Other activities we wanted Samuel to attend were baby massage, (out of the group of 8 mums, 5 of us still keep in touch and we meet up regularly - lots of birthday parties at the moment as all the children reach 1year old ) Post Natal group, Sing & Sign, Tumble Tots, and other local toddler groups.

How we feel

Having a child with Down Syndrome has its low points, meeting other children who are running around at the same age as Samuel, and sitting up where as Samuel is still only able to lay and roll around can be a little upsetting at times, but even 'normal' children are all different as well, but he will get there with love and patience. Some Mum's we meet wish their child would stay in one place instead of walking round the furniture and getting into things they shouldn't do, so maybe its not such a major disadvantage after all :->

You often see other children Samuel's age eating a sandwich or mashed up normal food, but Samuel is still on pureed food as he does not like any lumps, he is not a fussy eater, he particularly enjoys any vegetable mixtures that have some sweet potato or carrot in. We regularly cook a batch of vegetables and by using a £4 Tesco Value handblender (why pay £30 for a Braun one?) we puree the vegetables and this makes around 4 or 5 meals, which he really enjoys.



He also enjoys biscuits that he can hold and that go soggy in his mouth, an ultimate favourite of his are Wotsits.

As for his development he now attends speech therapy and tries to copy mouth movements and is starting to do some signing.

We have mentioned above one or two low points but honestly the highpoints far far out-weigh any of these. He truly is a delight, he has slept soundly since birth, he loves being part of things. You may have read in our site about the comments from family on learning that Samuel had Downs that we would not be able to do anything or go anywhere, but its quite the opposite in reality, we have never done so much. Samuel loves flying too and in his short life has been lucky enough to go to Spain twice! On both occasions other passengers have commented on how well he travels and makes not the slightest fuss.  He is outstanding with even total strangers noticing how good he is, and frequently on trips to the supermarket people come over and make a fuss of him. We have taken Samuel camping several times, this can be difficult for any child but he thoroughly enjoys the experience.
We really could not imagine life without our little boy, he is a pleasure to have around who brings joy and laughter to everyone he meets.
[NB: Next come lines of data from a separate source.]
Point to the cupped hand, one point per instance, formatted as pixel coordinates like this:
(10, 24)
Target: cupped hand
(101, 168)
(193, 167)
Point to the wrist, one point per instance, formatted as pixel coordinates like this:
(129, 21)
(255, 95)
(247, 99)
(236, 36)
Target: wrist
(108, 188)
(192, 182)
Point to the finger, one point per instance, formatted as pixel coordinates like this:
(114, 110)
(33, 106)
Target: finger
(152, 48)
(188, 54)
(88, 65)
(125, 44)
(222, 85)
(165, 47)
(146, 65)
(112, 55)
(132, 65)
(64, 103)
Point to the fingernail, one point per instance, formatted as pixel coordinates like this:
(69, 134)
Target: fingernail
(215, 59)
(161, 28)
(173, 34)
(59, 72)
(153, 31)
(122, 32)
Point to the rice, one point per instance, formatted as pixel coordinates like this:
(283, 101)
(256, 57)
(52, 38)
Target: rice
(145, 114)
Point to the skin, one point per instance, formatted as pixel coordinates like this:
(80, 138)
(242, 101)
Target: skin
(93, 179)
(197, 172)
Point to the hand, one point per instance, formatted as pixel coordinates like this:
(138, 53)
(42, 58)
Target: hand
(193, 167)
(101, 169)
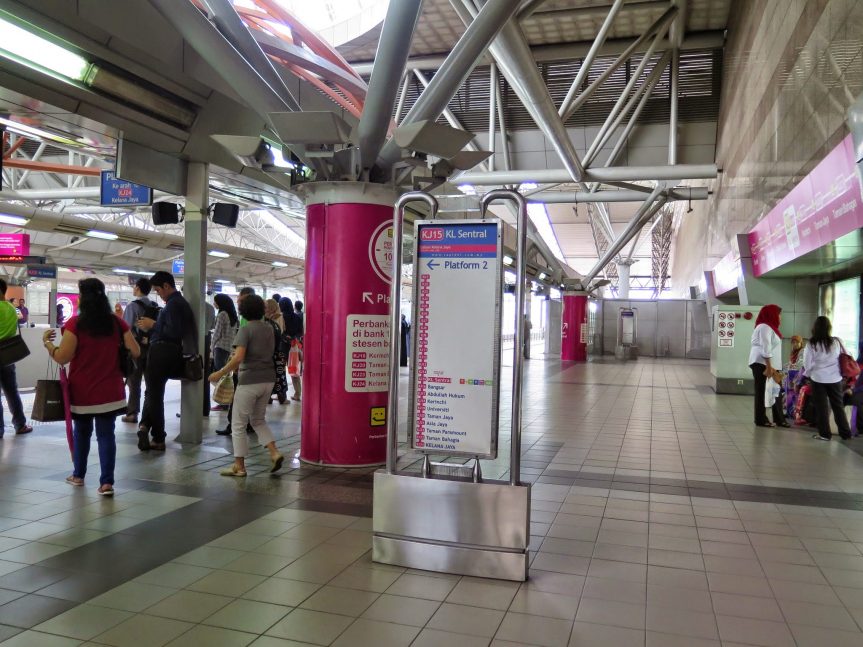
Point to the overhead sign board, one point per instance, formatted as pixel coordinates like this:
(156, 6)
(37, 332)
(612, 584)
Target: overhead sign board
(42, 271)
(15, 244)
(117, 192)
(458, 286)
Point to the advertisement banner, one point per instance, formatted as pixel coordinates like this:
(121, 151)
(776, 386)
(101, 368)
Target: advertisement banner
(824, 206)
(573, 346)
(14, 244)
(346, 344)
(457, 296)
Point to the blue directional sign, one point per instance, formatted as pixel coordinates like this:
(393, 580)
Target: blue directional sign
(115, 191)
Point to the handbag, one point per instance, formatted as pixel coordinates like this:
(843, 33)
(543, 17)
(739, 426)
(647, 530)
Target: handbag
(48, 403)
(294, 359)
(848, 366)
(224, 393)
(127, 362)
(13, 349)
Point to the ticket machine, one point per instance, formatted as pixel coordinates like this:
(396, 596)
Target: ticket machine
(730, 334)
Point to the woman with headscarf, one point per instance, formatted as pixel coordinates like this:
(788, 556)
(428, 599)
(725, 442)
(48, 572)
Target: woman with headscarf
(273, 316)
(793, 379)
(764, 358)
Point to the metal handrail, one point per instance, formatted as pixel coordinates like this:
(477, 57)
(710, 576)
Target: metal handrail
(395, 320)
(518, 357)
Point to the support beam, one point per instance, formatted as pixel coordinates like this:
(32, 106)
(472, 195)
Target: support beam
(591, 54)
(645, 212)
(454, 70)
(393, 50)
(194, 286)
(563, 197)
(608, 174)
(566, 51)
(656, 27)
(512, 55)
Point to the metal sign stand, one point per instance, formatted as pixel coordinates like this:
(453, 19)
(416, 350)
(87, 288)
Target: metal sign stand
(433, 521)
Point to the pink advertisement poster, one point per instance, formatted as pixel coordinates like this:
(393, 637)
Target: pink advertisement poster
(826, 205)
(15, 244)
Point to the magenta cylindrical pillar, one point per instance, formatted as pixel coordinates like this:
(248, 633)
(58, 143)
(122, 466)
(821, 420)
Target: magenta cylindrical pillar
(573, 347)
(346, 345)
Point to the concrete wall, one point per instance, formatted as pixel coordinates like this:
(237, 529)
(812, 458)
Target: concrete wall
(791, 70)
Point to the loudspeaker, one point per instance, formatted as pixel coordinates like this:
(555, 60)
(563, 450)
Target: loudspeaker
(226, 214)
(166, 213)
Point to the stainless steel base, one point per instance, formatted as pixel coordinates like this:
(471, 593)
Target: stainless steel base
(479, 529)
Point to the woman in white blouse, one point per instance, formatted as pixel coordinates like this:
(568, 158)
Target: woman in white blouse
(821, 364)
(765, 360)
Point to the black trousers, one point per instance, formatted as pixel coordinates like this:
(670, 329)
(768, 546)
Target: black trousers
(827, 396)
(760, 387)
(165, 362)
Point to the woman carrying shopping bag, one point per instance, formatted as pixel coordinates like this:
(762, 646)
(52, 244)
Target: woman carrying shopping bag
(92, 344)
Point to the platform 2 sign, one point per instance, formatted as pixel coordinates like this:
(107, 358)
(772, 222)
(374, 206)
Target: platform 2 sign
(457, 292)
(114, 191)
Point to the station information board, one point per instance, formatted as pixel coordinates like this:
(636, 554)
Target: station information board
(457, 292)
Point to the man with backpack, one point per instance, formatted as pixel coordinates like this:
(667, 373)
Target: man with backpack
(142, 306)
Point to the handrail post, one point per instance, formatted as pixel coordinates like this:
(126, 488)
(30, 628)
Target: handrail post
(518, 352)
(395, 320)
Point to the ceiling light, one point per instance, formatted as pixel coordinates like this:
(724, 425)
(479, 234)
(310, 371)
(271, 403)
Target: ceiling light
(539, 217)
(28, 48)
(38, 133)
(9, 219)
(104, 235)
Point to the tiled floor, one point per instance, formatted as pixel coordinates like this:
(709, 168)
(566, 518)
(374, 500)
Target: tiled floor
(661, 518)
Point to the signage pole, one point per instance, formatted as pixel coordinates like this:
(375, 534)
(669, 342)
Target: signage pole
(518, 357)
(395, 321)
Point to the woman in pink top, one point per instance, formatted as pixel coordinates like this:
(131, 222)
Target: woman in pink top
(91, 345)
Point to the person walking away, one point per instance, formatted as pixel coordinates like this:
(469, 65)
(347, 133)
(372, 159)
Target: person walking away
(8, 376)
(165, 361)
(821, 363)
(224, 332)
(765, 356)
(141, 306)
(91, 346)
(24, 320)
(295, 329)
(242, 295)
(253, 356)
(273, 316)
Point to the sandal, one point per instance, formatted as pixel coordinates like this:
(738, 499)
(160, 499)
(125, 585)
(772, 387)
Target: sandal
(277, 463)
(233, 471)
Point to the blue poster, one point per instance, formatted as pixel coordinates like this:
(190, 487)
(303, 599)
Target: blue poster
(115, 191)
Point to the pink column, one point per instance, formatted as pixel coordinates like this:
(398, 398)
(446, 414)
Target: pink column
(573, 347)
(346, 345)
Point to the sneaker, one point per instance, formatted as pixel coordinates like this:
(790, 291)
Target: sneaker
(143, 438)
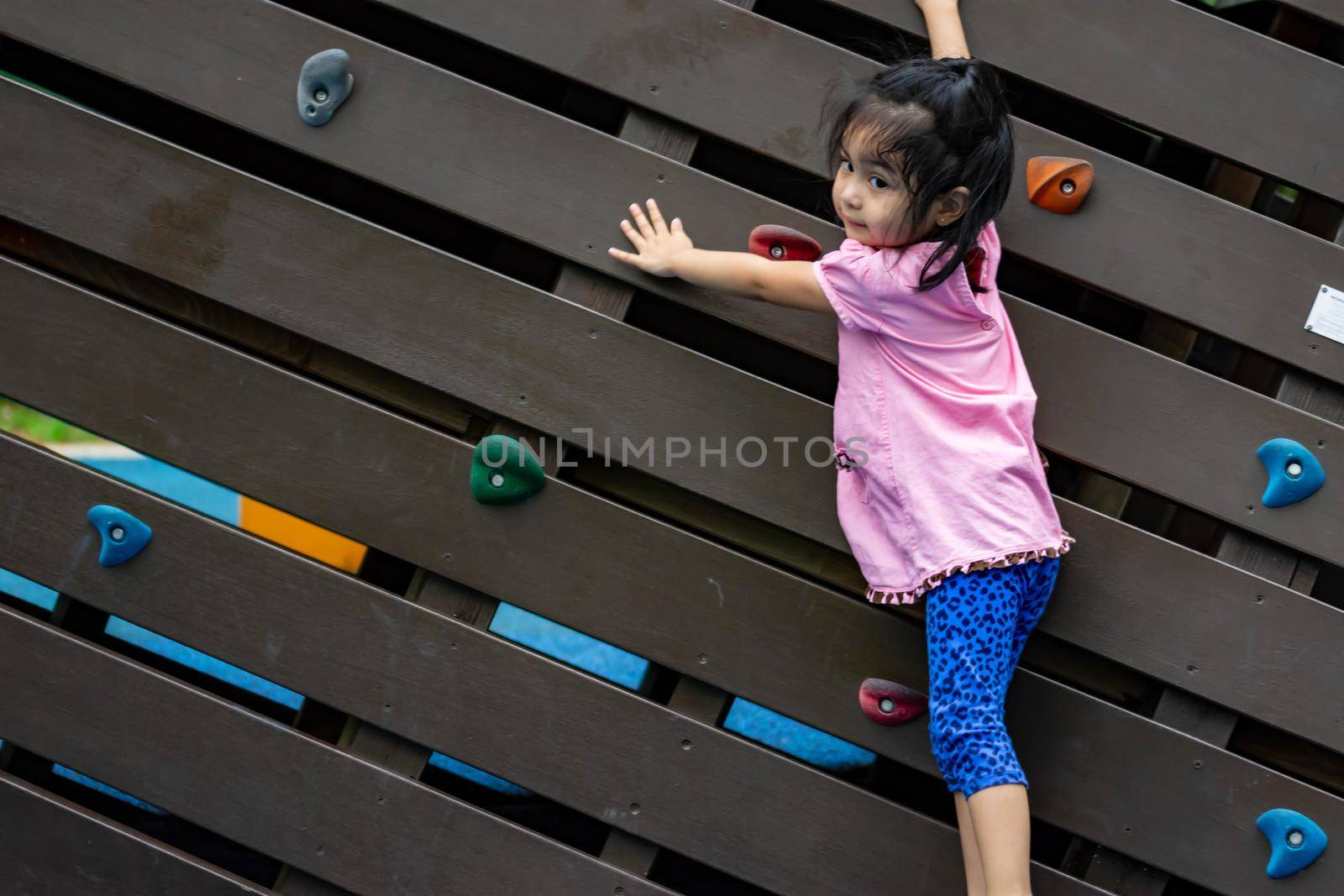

If anyone reading this has just been told that their child has Down Syndrome or there is a good chance of it, please keep positive, we know from experience it may seem like the end of world has come, be aware of the negative side, but focus on the positive side as in our experience the positives far outweigh the negatives. We know the initial shock and upset at learning that our child would be born with Downs, talking now from our experience of the past year, if we could have another just the same as Samuel we honestly would not hesitate!!